I am not gay. I have no shortage of gay friends. My uncle is gay. I've marched in a gay pride parade. More than half of the roommates I have lived with are gay. I support marriage equality.
So it comes as a shock to me when I realize that, actually, if I am honest with myself, I'm not comfortable with kissing another man on camera. I really don't want to book this part.
I don't want people to think I'm gay. And I'm even more uncomfortable because that isn't a thought that I want to have.
Acting is a curious profession. The Oscars tend to award actors who transfigure themselves. Think of Charlize Theron in Monster or Phillip Seymour Hoffman in Capote. And most actors actively want to stretch outside of themselves. That is, after all, why we tried to make a career out of pretending. But people tend to assume things about you after they have seen you onstage. The character and the person are conflated.
Still, I wouldn't turn down a commercial that required me to pretend to slap a child, or one where I played a Nazi. And—assuming the ad wasn't advocating child abuse or Nazism—I don't think I would feel odd about the audition.
I ask my theatrical agent if there is any industry stigma about doing a gay role. "No," he says, "not since Will and Grace in the '90s."
I call my commercial agent to ask him the same question. "No," he says. "Ikea was doing ads with gay couples in the '90s. Will and Grace really changed things." "But you had to ask me two times if I was comfortable," I protest. "We would do that on any spot where you have to kiss," he tells me.

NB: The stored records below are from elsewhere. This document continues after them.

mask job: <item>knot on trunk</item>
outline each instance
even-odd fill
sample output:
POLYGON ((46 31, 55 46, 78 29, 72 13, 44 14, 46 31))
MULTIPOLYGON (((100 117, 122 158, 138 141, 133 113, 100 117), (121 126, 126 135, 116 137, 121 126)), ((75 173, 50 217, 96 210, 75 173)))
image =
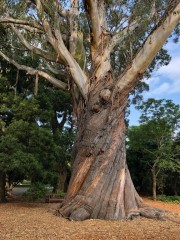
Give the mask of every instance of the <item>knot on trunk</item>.
POLYGON ((92 106, 92 111, 94 113, 98 113, 100 111, 101 107, 99 105, 99 103, 95 103, 93 106, 92 106))
POLYGON ((103 89, 100 92, 100 97, 105 101, 108 102, 111 97, 111 91, 109 89, 103 89))

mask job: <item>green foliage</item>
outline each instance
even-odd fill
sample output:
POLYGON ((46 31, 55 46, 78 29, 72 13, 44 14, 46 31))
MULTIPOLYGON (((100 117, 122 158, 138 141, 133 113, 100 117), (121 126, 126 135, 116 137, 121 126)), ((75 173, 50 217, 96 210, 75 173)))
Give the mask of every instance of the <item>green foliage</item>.
POLYGON ((178 193, 179 106, 170 100, 149 99, 138 108, 142 111, 141 125, 127 131, 127 160, 135 185, 148 193, 153 171, 159 192, 178 193))
POLYGON ((160 200, 162 202, 170 202, 170 203, 180 204, 180 196, 158 195, 157 200, 160 200))

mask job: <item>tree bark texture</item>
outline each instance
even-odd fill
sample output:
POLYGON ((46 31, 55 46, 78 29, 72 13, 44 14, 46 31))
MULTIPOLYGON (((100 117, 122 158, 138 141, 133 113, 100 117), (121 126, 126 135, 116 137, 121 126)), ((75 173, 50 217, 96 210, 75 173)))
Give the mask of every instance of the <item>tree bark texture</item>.
MULTIPOLYGON (((126 164, 127 96, 112 100, 111 72, 94 88, 86 108, 81 109, 72 177, 57 214, 71 220, 119 220, 143 215, 148 207, 137 194, 126 164)), ((148 212, 155 217, 156 211, 149 208, 148 212)))
POLYGON ((5 177, 5 173, 0 171, 0 203, 6 202, 5 177))
POLYGON ((154 168, 151 169, 152 172, 152 193, 153 200, 156 200, 156 171, 154 168))

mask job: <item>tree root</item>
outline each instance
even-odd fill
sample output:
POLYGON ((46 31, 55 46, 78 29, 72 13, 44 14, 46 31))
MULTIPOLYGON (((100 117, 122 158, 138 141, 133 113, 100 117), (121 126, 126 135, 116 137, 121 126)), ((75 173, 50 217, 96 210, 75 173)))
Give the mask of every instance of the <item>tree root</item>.
POLYGON ((131 211, 128 213, 126 219, 127 220, 134 220, 137 218, 145 217, 145 218, 151 218, 151 219, 157 219, 160 221, 165 221, 167 219, 166 216, 164 216, 164 213, 167 212, 166 210, 154 208, 154 207, 142 207, 139 208, 137 211, 131 211))

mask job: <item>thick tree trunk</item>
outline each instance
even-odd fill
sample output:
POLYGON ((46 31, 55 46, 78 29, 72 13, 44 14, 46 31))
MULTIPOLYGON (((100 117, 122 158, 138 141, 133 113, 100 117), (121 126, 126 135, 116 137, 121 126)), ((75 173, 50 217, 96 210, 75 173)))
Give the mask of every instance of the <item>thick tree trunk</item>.
POLYGON ((152 172, 152 193, 153 193, 153 200, 156 201, 156 172, 155 169, 151 169, 152 172))
POLYGON ((0 203, 6 202, 6 190, 5 190, 5 173, 0 171, 0 203))
POLYGON ((113 81, 106 83, 96 85, 81 115, 72 177, 57 214, 72 220, 155 217, 157 211, 137 194, 126 164, 126 99, 110 100, 113 81))

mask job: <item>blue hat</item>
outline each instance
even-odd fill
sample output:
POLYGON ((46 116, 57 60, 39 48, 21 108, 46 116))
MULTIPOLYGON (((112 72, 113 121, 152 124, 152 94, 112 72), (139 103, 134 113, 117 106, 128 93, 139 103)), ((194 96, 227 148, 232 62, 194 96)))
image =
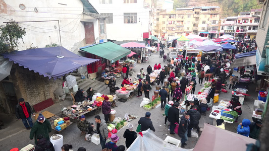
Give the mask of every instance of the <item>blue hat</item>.
POLYGON ((146 117, 150 117, 150 115, 151 115, 151 113, 149 112, 146 112, 146 117))
POLYGON ((44 120, 45 118, 44 117, 44 116, 42 114, 42 113, 39 113, 39 115, 38 115, 38 117, 37 118, 37 119, 38 121, 42 121, 44 120))

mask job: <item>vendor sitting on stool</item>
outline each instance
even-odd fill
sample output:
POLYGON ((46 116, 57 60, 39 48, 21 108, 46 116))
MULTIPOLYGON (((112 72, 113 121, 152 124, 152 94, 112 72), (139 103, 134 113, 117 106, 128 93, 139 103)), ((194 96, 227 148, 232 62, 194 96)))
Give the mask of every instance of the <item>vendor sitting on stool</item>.
POLYGON ((94 93, 92 90, 92 88, 91 88, 91 87, 89 88, 89 89, 87 90, 86 92, 88 95, 88 100, 91 101, 91 98, 92 98, 92 96, 94 95, 94 93))
POLYGON ((123 80, 123 81, 122 82, 122 85, 121 85, 121 86, 122 87, 123 87, 123 86, 124 86, 124 85, 130 85, 130 82, 129 81, 129 80, 128 80, 128 78, 127 77, 125 77, 124 78, 124 79, 123 80))
POLYGON ((85 115, 82 115, 77 120, 77 126, 78 129, 82 132, 88 132, 88 134, 92 134, 94 133, 93 127, 94 125, 93 123, 88 122, 85 119, 85 115))
POLYGON ((77 93, 74 97, 76 102, 82 102, 84 101, 85 98, 87 96, 83 96, 83 93, 84 93, 84 91, 83 89, 80 90, 77 92, 77 93))

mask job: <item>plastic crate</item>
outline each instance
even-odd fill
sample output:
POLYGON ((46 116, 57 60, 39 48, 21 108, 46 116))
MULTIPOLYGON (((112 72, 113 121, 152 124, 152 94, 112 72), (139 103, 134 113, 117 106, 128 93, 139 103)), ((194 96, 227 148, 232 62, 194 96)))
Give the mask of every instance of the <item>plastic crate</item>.
POLYGON ((91 136, 91 142, 93 142, 96 145, 98 145, 100 144, 100 137, 99 134, 94 134, 92 136, 91 136))
POLYGON ((181 146, 181 141, 169 136, 166 137, 165 141, 174 144, 178 147, 181 146))

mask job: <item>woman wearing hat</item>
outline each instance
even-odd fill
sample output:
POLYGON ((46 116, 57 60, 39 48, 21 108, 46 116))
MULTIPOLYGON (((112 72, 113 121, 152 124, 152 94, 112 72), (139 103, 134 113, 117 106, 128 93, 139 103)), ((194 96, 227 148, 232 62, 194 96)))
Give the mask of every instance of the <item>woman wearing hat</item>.
POLYGON ((118 141, 118 140, 120 139, 120 137, 118 137, 117 134, 114 134, 111 135, 110 138, 111 139, 111 141, 110 141, 105 144, 105 147, 109 149, 110 149, 109 150, 118 150, 118 146, 116 144, 116 143, 118 141))
POLYGON ((126 129, 123 134, 123 137, 126 138, 125 141, 125 145, 126 147, 129 148, 130 146, 132 144, 133 142, 135 140, 137 135, 136 135, 136 132, 133 131, 134 126, 132 124, 130 124, 128 125, 128 129, 126 129))
POLYGON ((104 120, 105 123, 107 123, 109 121, 109 114, 111 112, 111 102, 110 102, 110 99, 107 96, 104 96, 104 101, 102 104, 102 112, 104 115, 104 120))

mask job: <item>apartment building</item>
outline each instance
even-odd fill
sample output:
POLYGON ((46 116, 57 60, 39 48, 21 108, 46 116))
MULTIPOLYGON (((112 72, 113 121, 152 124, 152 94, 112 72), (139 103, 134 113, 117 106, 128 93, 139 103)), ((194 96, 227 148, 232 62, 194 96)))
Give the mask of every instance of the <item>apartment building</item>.
POLYGON ((250 12, 240 12, 235 26, 235 37, 255 39, 258 30, 262 9, 251 9, 250 12))
POLYGON ((225 34, 231 35, 234 36, 234 27, 237 21, 237 16, 228 17, 221 19, 220 27, 220 36, 225 34))
POLYGON ((159 13, 159 31, 165 38, 190 34, 214 38, 219 35, 219 7, 178 8, 159 13))
POLYGON ((107 39, 142 41, 152 34, 152 1, 89 0, 106 20, 107 39))

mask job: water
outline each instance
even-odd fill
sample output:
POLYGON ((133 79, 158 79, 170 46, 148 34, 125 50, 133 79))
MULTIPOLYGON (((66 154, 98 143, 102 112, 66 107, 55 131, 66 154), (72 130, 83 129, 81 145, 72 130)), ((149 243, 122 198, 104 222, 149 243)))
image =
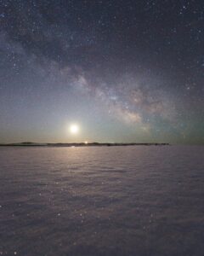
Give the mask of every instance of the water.
POLYGON ((0 255, 204 255, 204 148, 0 148, 0 255))

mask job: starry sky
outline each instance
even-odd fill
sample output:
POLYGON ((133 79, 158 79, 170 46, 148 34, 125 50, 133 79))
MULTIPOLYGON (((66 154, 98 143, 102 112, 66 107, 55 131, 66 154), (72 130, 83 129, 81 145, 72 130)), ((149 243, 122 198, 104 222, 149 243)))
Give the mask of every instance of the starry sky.
POLYGON ((25 141, 204 144, 204 2, 1 0, 0 143, 25 141))

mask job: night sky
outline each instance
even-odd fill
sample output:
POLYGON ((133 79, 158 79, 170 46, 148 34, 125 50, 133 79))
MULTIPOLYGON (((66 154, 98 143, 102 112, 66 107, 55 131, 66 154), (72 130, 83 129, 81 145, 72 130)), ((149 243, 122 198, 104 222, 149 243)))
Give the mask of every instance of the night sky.
POLYGON ((204 143, 204 1, 0 1, 0 143, 25 141, 204 143))

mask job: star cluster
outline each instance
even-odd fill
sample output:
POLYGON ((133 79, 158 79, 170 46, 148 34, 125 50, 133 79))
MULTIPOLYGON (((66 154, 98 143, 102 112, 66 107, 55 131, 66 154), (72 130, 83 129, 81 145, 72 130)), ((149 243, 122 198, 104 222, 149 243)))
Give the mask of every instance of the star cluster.
POLYGON ((204 143, 203 1, 0 6, 1 143, 204 143))

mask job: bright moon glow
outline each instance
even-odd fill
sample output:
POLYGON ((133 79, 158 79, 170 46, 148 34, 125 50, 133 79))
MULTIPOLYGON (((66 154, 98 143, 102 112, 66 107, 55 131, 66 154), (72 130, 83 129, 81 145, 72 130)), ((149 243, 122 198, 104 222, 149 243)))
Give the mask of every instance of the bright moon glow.
POLYGON ((70 131, 72 134, 76 134, 79 131, 79 126, 77 125, 71 125, 70 126, 70 131))

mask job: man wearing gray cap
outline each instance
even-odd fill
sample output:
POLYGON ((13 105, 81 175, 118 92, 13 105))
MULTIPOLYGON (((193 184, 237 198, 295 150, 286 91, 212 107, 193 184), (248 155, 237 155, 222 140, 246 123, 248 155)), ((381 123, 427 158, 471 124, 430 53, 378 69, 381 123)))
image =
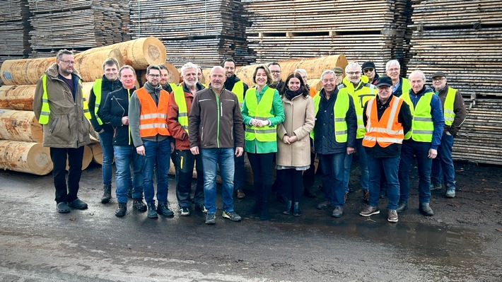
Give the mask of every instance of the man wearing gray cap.
POLYGON ((466 116, 464 99, 457 89, 447 83, 446 76, 441 71, 432 75, 434 94, 441 100, 445 117, 445 128, 441 136, 441 143, 438 147, 438 157, 432 161, 431 173, 431 191, 441 189, 441 172, 446 187, 447 198, 455 197, 455 168, 452 159, 453 137, 464 123, 466 116))
POLYGON ((399 182, 397 171, 399 166, 401 146, 404 134, 411 128, 409 106, 402 99, 392 95, 392 81, 387 76, 380 76, 376 83, 378 95, 364 105, 363 120, 366 131, 363 139, 370 170, 369 205, 360 215, 370 216, 380 213, 378 200, 380 175, 387 179, 388 201, 387 221, 397 222, 397 201, 399 199, 399 182))

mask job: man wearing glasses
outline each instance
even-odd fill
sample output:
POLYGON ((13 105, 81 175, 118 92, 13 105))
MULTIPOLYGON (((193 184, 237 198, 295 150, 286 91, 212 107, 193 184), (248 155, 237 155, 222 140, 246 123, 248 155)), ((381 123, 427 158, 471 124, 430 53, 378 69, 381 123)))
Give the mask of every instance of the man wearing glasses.
POLYGON ((376 73, 376 69, 375 69, 375 64, 373 64, 371 61, 368 61, 363 64, 362 69, 364 75, 368 76, 370 83, 376 85, 376 81, 378 80, 380 76, 376 73))
MULTIPOLYGON (((363 189, 363 199, 368 202, 370 194, 368 182, 370 172, 368 170, 366 153, 363 147, 363 137, 366 131, 363 122, 363 108, 366 102, 377 95, 376 86, 368 83, 368 77, 361 76, 361 68, 358 63, 349 64, 345 67, 345 78, 343 83, 338 86, 340 93, 346 93, 352 97, 356 114, 357 115, 357 131, 356 132, 356 151, 361 167, 361 187, 363 189)), ((344 185, 345 197, 349 193, 349 181, 352 165, 352 154, 346 154, 344 162, 344 185)))
POLYGON ((434 94, 441 100, 445 117, 445 129, 441 143, 438 147, 438 157, 432 160, 431 173, 431 191, 441 189, 441 172, 443 182, 446 187, 447 198, 455 197, 455 168, 452 159, 453 137, 460 129, 465 120, 466 110, 464 99, 457 89, 447 83, 446 76, 441 71, 432 75, 432 86, 434 94))
POLYGON ((168 171, 171 146, 168 130, 169 93, 160 83, 160 68, 151 65, 146 69, 145 85, 134 91, 129 104, 129 126, 138 154, 145 157, 143 167, 143 188, 149 218, 157 213, 173 216, 168 207, 168 171), (153 171, 157 168, 157 204, 153 196, 153 171))
POLYGON ((82 95, 81 78, 74 65, 73 52, 60 50, 56 64, 38 80, 33 97, 35 116, 44 127, 43 146, 50 148, 57 209, 62 213, 69 213, 70 207, 87 208, 87 204, 78 198, 77 193, 83 148, 91 143, 88 120, 91 114, 82 95), (69 166, 68 186, 66 159, 69 166))

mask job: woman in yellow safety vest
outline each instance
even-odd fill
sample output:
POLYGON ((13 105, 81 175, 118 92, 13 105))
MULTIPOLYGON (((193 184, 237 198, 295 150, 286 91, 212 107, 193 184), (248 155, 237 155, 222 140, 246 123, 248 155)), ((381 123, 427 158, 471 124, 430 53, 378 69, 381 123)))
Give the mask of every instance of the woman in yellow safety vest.
POLYGON ((272 187, 272 158, 277 152, 276 127, 284 121, 279 92, 269 87, 270 71, 258 66, 252 76, 256 85, 246 91, 243 119, 246 126, 244 150, 251 164, 255 184, 255 205, 250 213, 261 211, 259 218, 269 219, 269 199, 272 187))

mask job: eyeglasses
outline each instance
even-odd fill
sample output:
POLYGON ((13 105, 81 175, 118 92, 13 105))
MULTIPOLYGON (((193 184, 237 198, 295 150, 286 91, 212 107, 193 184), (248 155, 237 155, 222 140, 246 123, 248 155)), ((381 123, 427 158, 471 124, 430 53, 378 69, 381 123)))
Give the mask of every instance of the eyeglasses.
POLYGON ((64 61, 64 60, 59 60, 65 64, 75 64, 75 61, 64 61))

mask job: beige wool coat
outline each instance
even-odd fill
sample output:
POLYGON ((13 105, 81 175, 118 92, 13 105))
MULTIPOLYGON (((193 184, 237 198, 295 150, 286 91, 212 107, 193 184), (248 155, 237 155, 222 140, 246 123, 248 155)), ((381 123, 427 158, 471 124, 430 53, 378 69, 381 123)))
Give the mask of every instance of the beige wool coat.
POLYGON ((288 167, 304 167, 310 164, 309 134, 314 128, 315 116, 314 101, 303 95, 290 101, 282 95, 282 105, 286 119, 277 124, 277 155, 276 164, 288 167), (291 144, 282 141, 284 135, 296 136, 298 140, 291 144))

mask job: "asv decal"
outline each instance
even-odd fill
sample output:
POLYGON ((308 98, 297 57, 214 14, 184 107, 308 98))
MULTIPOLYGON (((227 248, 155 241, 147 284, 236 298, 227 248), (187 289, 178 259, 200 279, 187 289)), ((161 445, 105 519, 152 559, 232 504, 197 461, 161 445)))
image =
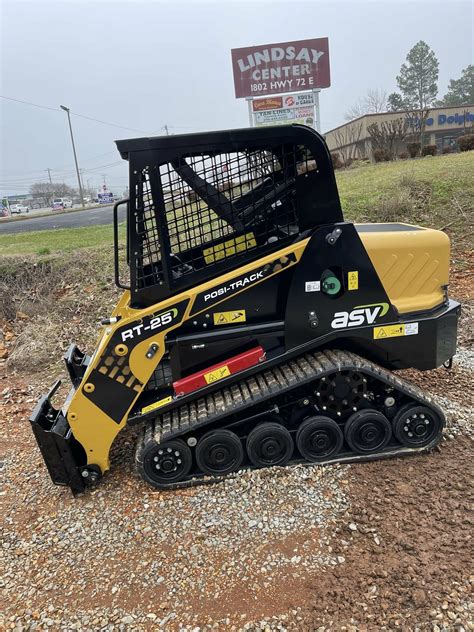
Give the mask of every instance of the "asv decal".
POLYGON ((345 329, 360 325, 373 325, 377 318, 388 312, 388 303, 373 303, 371 305, 357 305, 351 312, 336 312, 331 327, 345 329))
POLYGON ((146 331, 153 331, 156 329, 162 329, 166 325, 169 325, 173 322, 173 320, 178 315, 178 310, 176 307, 168 310, 167 312, 163 312, 162 314, 158 314, 158 316, 152 316, 148 319, 143 319, 143 322, 138 325, 134 325, 130 327, 130 329, 124 329, 122 333, 122 342, 126 340, 131 340, 135 338, 135 336, 141 336, 146 331))

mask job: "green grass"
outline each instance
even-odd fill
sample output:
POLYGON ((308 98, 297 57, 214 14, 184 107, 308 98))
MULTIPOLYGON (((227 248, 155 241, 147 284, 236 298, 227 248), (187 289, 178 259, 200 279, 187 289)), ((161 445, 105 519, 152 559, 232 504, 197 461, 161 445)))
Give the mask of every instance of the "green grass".
MULTIPOLYGON (((472 240, 474 216, 473 151, 363 164, 339 170, 336 178, 342 208, 349 220, 404 221, 433 228, 447 226, 456 245, 472 244, 469 240, 472 240)), ((124 234, 122 225, 122 241, 124 234)), ((111 225, 0 235, 0 255, 111 248, 112 241, 111 225)))
MULTIPOLYGON (((119 239, 125 238, 125 227, 119 226, 119 239)), ((28 233, 0 235, 0 255, 55 254, 71 252, 79 248, 112 247, 113 228, 108 226, 83 226, 81 228, 57 228, 28 233), (49 252, 46 252, 49 251, 49 252)))
POLYGON ((336 178, 345 216, 352 221, 391 219, 433 228, 451 224, 455 236, 465 234, 472 222, 472 151, 365 164, 339 170, 336 178), (388 202, 392 217, 385 217, 388 202))

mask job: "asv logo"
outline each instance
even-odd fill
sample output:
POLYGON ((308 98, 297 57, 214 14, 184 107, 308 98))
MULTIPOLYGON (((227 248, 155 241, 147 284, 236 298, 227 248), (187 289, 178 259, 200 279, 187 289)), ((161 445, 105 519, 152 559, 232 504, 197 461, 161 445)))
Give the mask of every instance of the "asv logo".
POLYGON ((333 329, 372 325, 377 318, 388 312, 388 303, 373 303, 372 305, 357 305, 351 312, 336 312, 331 323, 333 329))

Gigi Nicolas, the director of on-air promotions at Logo, tells me that at least I was not alone in my discomfort. "We had to do a second round of casting," she says. "Far fewer people auditioned than I expected. Most of my top choices just didn't show up."
There is a long history of discomfort within the industry on gay actors playing straight roles and vice versa. Perhaps more significantly, there is a long history of discomfort within the industry—and across the globe—that gay people exist at all.
Rock Hudson, the mid-20th century heart throb and star of Giant, Pillow Talk, and nine films with Douglas Sirk, died of AIDS in 1985. His obituary in the New York Times recounted his marriage and his divorce. It did not mention he was gay.
Tab Hunter and Van Johnson were both widely known to be gay, but this aspect of them went largely unmentioned in the press and talk of their love lives was discouraged by the studios. Marlon Brando, too, had homosexual affairs.